Engagé dans une véritable « course contre la montre » face au variant britannique et à tous les indicateurs qui s’affolent, l’exécutif occupe ainsi l’espace médiatique. C’est tout du moins ce que dénoncent les sénateurs en pointe sur le sujet. Lundi déjà, ils regrettaient le « coup de com’ » de l’annonce des « vaccinodromes ». Même sonorité après les annonces de ce mardi matin. « Ouvrir aux plus de 70 ans c’est bien, on ne peut qu’accélérer. J’espère surtout qu’on ne vend pas la peau de l’ours avant de l’avoir tué. Va-t-on avoir tous ces vaccins ? Et puis, on parle des enseignants : c’est de la communication pour rassurer les gens ! », cingle René-Paul Savary, sénateur LR de la commission des Affaires sociales. Médecin de formation, il poursuit, agacé : « Il faut aller le plus vite possible. Vacciner matin, midi, et soir, très bien, mais il ne faut pas que ce soient que des mots ! Les enseignants attendent des actes ». Les syndicats enseignants se sont dits tout de même « satisfaits » de la priorité qui leur sera donnée à partir de mi-avril. En bref, René-Paul Savary estime que le chef de l’Etat fait encore appel à un « effort collectif » et s’étonne que certains dispositifs mis en place soient laissés de côté. « L’application Tous Anti-covid, on n’en entend plus parler, mais ça peut encore être efficace », fait-il valoir.

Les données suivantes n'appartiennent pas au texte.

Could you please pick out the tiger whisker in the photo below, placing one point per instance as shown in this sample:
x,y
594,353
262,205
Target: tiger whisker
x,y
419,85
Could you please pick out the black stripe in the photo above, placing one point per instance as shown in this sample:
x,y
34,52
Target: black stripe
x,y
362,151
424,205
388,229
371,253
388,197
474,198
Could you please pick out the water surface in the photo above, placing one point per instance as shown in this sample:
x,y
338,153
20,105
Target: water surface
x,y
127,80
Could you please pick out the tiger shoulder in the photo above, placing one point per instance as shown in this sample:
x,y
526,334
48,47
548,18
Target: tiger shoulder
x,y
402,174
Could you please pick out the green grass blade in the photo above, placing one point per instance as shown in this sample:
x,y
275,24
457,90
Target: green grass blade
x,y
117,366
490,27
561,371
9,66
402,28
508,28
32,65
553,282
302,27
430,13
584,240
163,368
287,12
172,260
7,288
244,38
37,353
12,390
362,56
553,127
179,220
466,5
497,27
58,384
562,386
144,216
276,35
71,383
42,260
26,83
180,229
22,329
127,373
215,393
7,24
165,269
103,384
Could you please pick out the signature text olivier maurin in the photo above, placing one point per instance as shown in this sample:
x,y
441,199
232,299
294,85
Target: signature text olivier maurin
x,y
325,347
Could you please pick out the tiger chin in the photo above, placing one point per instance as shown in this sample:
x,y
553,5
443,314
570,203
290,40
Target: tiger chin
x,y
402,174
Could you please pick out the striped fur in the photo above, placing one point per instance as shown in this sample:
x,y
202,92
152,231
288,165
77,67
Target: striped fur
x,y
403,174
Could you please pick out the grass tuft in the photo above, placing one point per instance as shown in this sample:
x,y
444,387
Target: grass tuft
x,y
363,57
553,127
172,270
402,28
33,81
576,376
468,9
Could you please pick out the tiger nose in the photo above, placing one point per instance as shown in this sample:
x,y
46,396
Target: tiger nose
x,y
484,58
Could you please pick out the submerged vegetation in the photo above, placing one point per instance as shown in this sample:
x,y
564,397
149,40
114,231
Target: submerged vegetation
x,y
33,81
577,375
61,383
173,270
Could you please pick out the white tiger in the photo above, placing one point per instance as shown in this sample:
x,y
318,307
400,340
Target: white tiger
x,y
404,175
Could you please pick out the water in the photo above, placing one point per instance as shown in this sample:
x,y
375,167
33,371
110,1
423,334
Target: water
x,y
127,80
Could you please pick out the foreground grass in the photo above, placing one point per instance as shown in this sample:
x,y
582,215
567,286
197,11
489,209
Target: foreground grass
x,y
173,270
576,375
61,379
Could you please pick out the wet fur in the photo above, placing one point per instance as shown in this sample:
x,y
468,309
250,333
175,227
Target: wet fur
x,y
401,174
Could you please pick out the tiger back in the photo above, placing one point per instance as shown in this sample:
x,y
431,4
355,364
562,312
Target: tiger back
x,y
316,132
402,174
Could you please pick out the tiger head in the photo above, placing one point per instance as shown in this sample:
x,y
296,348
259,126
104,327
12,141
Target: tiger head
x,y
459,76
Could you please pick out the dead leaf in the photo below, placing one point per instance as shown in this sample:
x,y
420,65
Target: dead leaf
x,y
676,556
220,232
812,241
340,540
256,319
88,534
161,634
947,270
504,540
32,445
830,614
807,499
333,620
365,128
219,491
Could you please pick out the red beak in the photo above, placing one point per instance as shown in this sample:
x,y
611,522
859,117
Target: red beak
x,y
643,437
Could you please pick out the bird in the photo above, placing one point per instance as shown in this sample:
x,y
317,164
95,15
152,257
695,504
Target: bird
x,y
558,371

« Sur les enseignants c’est positif, pour le reste il faut s’attendre à ce que les effets d’annonces se multiplient pour éviter de parler des réanimations », décrypte, lui aussi, Bernard Jomier, président de la mission covid-19 du Sénat. Médecin et sénateur apparenté socialiste, il presse depuis des mois pour des mesures territorialisées et alerte depuis des semaines sur la situation épidémique. Aucune mesure annoncée ce matin ne le rassure. « Très sérieusement, le gouvernement est très doué en communication. On aimerait juste que la campagne s’accélère et s’adresse à des catégories plus larges de la population. Le variant anglais a tout envahi en France. C’est une véritable préoccupation. Les médecins annoncent la semaine prochaine le début des décisions pour les entrées en réanimation », s’inquiète-t-il. En clair, le tri des patients. Comme pour les vaccinodromes, tout dépend désormais des livraisons de vaccins. Et pour l’heure, la France se heurte toujours au manque de doses. « Nous les professionnels de santé, on est tous prêts, mais on n’a pas les doses », a regretté Hervé Momentym, le pharmacien qui a accueilli Emmanuel Macron à Valenciennes.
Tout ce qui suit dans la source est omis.